Goteras en el portal, una fachada que necesita rehabilitación, el ascensor que ya no cumple normativa… Las obras en zonas comunes son uno de los asuntos que más tensión generan en cualquier comunidad de propietarios. Y no es para menos: hay dinero en juego, decisiones colectivas que no siempre gustan a todos, y una normativa que no todo el mundo conoce bien.
En este artículo te explicamos con detalle quién tiene la potestad de aprobar una obra en los elementos comunes, qué mayorías exige la Ley de Propiedad Horizontal, cómo se distribuyen los costes entre los propietarios y cuándo es obligatorio actuar aunque nadie quiera pagar. Si formas parte de una junta de vecinos —como presidente, propietario o simplemente quieres entender tus derechos— esta guía es para ti.

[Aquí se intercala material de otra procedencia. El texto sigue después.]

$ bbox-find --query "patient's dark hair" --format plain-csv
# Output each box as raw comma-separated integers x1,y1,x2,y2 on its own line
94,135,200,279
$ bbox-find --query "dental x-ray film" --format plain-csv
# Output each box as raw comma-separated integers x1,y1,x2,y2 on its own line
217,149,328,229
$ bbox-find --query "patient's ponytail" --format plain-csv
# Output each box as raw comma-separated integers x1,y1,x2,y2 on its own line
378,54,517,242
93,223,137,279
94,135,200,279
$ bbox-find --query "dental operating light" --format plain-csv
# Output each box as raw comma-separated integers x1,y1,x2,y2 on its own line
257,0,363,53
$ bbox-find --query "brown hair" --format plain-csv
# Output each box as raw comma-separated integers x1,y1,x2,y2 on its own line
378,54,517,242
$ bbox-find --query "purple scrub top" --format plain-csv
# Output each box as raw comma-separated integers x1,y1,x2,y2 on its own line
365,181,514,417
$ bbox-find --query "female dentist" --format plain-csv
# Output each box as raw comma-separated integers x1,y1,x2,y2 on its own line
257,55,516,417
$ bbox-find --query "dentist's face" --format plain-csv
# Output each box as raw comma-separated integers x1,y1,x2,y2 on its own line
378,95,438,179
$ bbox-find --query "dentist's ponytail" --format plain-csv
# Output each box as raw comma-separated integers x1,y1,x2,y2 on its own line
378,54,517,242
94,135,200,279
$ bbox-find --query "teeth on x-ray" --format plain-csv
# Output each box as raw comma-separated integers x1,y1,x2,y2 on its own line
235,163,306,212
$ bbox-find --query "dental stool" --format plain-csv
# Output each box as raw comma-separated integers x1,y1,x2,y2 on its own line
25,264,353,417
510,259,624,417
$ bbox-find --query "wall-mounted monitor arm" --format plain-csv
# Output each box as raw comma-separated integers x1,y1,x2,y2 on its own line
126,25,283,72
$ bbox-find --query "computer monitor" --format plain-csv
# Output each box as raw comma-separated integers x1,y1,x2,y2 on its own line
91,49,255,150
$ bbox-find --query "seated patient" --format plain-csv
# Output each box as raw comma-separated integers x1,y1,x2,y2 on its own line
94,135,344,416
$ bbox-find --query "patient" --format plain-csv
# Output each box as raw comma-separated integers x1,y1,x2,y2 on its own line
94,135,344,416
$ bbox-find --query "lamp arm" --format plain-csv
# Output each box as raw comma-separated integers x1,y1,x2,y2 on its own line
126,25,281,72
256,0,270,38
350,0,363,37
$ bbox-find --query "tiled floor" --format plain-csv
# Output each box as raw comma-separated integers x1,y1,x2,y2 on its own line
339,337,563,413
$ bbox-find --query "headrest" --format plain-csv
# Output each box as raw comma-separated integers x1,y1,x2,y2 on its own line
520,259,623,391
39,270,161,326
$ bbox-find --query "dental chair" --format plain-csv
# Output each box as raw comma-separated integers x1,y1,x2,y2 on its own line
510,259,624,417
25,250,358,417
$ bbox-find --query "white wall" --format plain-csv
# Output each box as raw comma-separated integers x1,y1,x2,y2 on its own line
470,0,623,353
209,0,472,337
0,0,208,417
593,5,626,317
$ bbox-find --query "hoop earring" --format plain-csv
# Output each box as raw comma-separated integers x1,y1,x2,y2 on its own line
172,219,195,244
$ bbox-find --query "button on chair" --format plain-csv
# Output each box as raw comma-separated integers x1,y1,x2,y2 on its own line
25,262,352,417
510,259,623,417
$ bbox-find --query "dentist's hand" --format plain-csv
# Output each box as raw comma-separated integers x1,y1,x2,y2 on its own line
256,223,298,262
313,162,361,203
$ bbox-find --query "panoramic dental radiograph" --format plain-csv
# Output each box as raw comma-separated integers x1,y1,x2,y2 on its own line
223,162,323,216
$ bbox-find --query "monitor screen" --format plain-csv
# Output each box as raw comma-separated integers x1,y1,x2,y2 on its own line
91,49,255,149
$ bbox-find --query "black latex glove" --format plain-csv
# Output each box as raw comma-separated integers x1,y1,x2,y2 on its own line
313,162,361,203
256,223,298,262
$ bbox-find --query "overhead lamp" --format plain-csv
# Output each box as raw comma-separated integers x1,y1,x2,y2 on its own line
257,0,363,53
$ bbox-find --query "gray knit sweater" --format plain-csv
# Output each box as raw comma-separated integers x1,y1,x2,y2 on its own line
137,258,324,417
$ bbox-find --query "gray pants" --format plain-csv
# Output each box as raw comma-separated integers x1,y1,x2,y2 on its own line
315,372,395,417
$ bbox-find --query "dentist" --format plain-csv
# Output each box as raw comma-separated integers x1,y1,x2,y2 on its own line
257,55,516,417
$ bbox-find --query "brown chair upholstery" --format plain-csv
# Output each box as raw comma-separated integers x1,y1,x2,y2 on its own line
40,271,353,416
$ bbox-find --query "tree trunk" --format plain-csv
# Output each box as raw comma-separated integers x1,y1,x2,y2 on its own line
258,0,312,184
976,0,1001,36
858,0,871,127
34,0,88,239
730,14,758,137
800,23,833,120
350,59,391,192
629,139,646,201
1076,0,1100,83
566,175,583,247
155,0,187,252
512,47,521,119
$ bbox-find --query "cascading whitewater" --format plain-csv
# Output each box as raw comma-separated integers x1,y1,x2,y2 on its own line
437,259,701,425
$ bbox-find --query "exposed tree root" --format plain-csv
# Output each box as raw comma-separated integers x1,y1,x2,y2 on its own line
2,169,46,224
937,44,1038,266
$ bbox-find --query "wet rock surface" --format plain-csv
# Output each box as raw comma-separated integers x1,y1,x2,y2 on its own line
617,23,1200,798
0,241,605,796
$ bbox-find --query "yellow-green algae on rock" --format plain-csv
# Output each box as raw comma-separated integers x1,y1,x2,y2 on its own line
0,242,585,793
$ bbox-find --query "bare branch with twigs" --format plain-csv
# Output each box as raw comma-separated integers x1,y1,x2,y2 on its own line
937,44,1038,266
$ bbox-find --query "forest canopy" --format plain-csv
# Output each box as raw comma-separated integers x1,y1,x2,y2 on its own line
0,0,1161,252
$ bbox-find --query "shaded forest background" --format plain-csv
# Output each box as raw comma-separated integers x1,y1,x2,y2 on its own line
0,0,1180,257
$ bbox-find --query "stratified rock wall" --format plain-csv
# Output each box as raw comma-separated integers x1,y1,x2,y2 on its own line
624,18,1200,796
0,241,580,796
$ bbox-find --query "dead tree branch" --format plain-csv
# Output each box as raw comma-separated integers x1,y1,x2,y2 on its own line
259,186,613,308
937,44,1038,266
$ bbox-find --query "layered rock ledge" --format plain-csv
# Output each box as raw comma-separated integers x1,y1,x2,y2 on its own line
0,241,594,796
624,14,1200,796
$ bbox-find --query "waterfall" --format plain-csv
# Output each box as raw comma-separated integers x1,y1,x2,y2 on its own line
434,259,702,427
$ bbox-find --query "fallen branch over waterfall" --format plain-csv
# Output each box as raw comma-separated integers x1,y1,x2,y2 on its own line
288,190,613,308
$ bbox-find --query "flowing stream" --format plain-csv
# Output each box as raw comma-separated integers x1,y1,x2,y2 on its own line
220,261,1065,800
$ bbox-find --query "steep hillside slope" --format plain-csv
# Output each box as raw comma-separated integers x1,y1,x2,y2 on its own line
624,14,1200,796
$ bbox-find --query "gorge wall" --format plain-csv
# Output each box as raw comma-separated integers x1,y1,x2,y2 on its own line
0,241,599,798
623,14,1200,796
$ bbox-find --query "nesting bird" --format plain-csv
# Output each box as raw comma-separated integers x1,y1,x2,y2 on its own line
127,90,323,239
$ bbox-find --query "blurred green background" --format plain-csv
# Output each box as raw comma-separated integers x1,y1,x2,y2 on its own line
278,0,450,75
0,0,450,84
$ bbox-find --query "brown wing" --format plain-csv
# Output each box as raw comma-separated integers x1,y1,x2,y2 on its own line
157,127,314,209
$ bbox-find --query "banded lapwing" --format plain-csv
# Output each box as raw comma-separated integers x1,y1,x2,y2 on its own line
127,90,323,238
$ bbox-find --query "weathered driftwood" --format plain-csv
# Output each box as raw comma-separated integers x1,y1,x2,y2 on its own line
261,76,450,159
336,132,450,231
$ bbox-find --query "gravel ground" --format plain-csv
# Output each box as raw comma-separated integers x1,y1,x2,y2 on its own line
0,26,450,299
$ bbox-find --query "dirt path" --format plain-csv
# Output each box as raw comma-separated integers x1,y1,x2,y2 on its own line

Qué se considera zona común en una comunidad de propietarios
Antes de hablar de quién decide y quién paga, conviene tener claro de qué estamos hablando. Las zonas o elementos comunes son todos aquellos espacios y elementos del edificio que no pertenecen en exclusiva a ningún propietario, sino que son de uso y disfrute compartido.
La Ley de Propiedad Horizontal (LPH) los define en su articulado e incluye, entre otros:
- El suelo, el vuelo, la cimentación y la cubierta del edificio
- Las fachadas, incluidos los revestimientos exteriores
- Los portales, escaleras, pasillos y vestíbulos
- Los ascensores e instalaciones de accesibilidad
- Las instalaciones de suministro (agua, electricidad, saneamiento) hasta la entrada al piso
- Los locales destinados a portería, conserjería o servicios comunes
- Las azoteas y terrazas de uso comunitario
- Los garajes y trasteros de uso común
Esta distinción es fundamental porque todo lo que afecte a un elemento común requiere una decisión colectiva, nunca puede ser adoptada de forma unilateral por un solo propietario.
Quién decide: el papel de la junta de propietarios
La respuesta corta es clara: la junta de propietarios. Es el órgano soberano de la comunidad y el único con capacidad para aprobar obras en zonas comunes, salvo en situaciones de urgencia que veremos más adelante.
Pero no todas las obras se deciden igual. La Ley de Propiedad Horizontal establece distintos tipos de mayorías en función de la naturaleza y el alcance de la obra. Esto es algo que conviene conocer bien para evitar impugnar acuerdos por errores de procedimiento.
Obras de conservación y mantenimiento obligatorio
Son aquellas necesarias para mantener el edificio en buen estado: reparar una gotera, arreglar la instalación eléctrica del portal o sustituir el motor del ascensor. Estas obras no requieren ninguna mayoría especial: basta con que la junta las apruebe por mayoría simple (más votos a favor que en contra), o incluso puede ejecutarlas directamente el presidente o el administrador de fincas si son urgentes y no da tiempo a convocar junta.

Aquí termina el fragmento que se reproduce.